Small investors can’t get into the metals markets.

Unlike some products in the securities market, gold and silver are well suited to the smaller investor. While the fees are slightly more expensive for small buys, anyone looking to buy an ounce of gold or silver will pay just a few extra dollars on small-scale purchases. A reputable broker such as Birch Gold Group based in Burbank, California with clients across the USA can help you better understand how to break into the precious metals market and mitigate fees.

 Governments control the price of precious metals and no one can make a profit.

While there are a few cases of governments trying to manipulate the precious metals market, these gains and losses are typically short term and don’t affect the smaller investors who are in it for the long term. The fact is that bullion markets are primarily dictated by supply and demand and when large groups of investors want to buy (more gold) the price will go up.

 Buy mining stocks because they deliver bigger profits.

While stocks in the actual mining companies can do very well in the short term, these are very volatile stocks that fluctuate especially in declining markets. Physical metals tend to hold their value over longer periods of time.

 Storage is a big problem.

For peace of mind, the cost of storage is insignificant. Whether you choose a bank safety box or a safe in your home (though not recommended in light of the increasing savviness of today’s burglars), the cost of these protective services is negligible in the long term.

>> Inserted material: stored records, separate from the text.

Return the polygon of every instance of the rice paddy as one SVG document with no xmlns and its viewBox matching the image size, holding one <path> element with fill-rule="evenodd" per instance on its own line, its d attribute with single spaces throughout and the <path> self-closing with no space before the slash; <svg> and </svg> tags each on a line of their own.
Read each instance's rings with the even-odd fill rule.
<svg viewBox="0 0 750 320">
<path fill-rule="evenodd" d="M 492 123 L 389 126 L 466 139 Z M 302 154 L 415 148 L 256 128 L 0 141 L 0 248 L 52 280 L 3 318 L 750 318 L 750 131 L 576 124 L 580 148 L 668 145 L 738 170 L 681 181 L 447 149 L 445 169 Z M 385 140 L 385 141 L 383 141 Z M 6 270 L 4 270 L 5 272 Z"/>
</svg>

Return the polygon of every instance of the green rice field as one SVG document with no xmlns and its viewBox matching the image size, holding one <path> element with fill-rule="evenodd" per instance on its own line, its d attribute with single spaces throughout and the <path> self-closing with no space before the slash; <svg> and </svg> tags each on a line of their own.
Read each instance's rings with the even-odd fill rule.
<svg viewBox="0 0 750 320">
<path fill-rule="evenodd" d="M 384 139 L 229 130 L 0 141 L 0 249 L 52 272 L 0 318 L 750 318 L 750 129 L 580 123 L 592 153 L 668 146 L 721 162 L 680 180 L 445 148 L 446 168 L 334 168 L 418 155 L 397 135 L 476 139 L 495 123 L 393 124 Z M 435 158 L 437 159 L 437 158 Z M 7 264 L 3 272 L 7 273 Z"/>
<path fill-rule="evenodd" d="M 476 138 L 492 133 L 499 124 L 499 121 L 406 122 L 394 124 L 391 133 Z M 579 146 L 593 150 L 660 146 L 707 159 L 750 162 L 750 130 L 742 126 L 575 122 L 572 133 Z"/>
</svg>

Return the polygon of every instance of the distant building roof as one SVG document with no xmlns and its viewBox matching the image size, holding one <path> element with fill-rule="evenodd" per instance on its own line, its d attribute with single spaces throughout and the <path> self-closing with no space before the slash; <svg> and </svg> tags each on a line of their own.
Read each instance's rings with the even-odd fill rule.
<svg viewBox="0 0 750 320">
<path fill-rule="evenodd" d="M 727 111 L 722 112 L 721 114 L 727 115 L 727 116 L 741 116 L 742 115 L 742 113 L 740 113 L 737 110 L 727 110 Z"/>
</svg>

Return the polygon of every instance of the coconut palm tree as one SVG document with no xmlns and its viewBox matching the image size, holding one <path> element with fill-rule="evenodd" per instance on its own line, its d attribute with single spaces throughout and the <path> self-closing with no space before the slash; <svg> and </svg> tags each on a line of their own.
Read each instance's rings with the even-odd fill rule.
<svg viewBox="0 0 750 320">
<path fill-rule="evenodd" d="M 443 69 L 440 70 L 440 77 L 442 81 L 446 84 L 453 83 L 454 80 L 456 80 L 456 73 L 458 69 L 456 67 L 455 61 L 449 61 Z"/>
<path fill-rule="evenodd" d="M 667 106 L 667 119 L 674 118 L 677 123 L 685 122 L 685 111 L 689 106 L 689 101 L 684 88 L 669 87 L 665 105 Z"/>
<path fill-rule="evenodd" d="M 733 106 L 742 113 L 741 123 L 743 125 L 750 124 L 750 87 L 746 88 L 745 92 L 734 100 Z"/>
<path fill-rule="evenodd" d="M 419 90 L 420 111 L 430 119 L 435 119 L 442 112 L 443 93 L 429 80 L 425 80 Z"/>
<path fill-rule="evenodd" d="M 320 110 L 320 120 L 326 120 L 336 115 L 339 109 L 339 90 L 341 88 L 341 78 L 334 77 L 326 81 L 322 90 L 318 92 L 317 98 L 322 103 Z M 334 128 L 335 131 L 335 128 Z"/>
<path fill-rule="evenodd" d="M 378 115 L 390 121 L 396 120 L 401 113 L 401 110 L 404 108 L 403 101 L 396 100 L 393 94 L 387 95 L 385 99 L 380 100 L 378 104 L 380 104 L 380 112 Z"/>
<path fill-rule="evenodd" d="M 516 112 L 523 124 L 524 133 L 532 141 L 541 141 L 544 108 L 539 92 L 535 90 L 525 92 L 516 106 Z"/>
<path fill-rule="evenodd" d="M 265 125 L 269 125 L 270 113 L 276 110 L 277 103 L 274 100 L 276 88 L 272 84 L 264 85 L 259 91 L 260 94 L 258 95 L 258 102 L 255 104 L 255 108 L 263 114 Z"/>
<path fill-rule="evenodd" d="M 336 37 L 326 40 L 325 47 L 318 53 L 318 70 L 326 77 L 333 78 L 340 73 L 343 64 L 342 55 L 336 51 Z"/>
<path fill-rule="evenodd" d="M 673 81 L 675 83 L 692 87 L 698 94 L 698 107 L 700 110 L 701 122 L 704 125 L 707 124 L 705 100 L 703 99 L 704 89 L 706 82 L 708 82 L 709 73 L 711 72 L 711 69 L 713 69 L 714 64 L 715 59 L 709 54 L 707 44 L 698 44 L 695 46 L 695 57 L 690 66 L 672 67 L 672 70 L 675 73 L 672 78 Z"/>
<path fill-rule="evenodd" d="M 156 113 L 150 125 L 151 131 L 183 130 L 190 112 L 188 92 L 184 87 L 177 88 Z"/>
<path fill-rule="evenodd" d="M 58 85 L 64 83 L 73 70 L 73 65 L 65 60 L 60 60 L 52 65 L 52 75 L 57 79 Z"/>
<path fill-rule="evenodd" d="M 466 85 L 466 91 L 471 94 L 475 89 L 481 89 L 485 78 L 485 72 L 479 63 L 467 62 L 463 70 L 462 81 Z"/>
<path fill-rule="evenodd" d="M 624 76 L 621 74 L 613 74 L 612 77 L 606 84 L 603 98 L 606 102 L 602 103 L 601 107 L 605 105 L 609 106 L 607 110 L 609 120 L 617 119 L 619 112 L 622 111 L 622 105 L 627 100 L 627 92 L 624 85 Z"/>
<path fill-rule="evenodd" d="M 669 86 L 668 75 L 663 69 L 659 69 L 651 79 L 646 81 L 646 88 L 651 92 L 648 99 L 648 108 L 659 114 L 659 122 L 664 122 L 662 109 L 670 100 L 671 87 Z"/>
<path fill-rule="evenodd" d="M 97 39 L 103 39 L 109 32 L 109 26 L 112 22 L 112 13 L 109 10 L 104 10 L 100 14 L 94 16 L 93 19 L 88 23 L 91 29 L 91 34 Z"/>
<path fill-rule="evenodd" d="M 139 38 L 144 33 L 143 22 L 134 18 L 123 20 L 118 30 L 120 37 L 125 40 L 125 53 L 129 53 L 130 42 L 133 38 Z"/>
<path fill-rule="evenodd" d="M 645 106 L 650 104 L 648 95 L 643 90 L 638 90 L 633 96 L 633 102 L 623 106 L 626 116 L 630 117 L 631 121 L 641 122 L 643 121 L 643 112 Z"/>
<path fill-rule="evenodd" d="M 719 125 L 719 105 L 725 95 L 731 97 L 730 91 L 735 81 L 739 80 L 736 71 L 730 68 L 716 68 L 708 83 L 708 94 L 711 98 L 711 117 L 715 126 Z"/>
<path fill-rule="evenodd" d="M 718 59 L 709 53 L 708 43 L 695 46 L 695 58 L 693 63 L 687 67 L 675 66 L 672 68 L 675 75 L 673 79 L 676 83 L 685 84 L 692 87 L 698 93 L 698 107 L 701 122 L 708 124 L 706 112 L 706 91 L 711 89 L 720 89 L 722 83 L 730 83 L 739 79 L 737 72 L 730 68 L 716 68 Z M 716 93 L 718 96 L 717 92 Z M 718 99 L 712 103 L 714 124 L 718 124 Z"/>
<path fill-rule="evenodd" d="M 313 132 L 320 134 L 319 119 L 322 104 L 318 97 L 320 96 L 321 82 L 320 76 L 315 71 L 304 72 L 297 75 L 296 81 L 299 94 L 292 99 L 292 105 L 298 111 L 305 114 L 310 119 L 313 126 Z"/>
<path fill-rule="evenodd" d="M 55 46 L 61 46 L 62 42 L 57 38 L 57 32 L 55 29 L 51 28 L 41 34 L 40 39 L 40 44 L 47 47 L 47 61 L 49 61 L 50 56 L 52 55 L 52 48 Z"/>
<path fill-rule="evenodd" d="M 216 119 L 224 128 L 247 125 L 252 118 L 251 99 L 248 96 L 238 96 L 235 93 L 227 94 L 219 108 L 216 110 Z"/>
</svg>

Another option is to not take possession of the metals at all. With an allocated account specific gold pieces will be allocated to you and many banks will hold the gold for you in their vaults for a small fee, and with an unallocated account, their fees are non-existent.

The profit is in “investment-grade” rare coins rather than bullion.

Owning rare gold and silver coins is akin to owning antiques and collectible art. While they hold their value, it takes an expert to know what they are doing and to do it well. Much of the value is in the rareness of the coin itself and when it comes time to sell these coins they can be much harder to offload at a profit that simple bullion.

Coin dealers will of course tell you differently.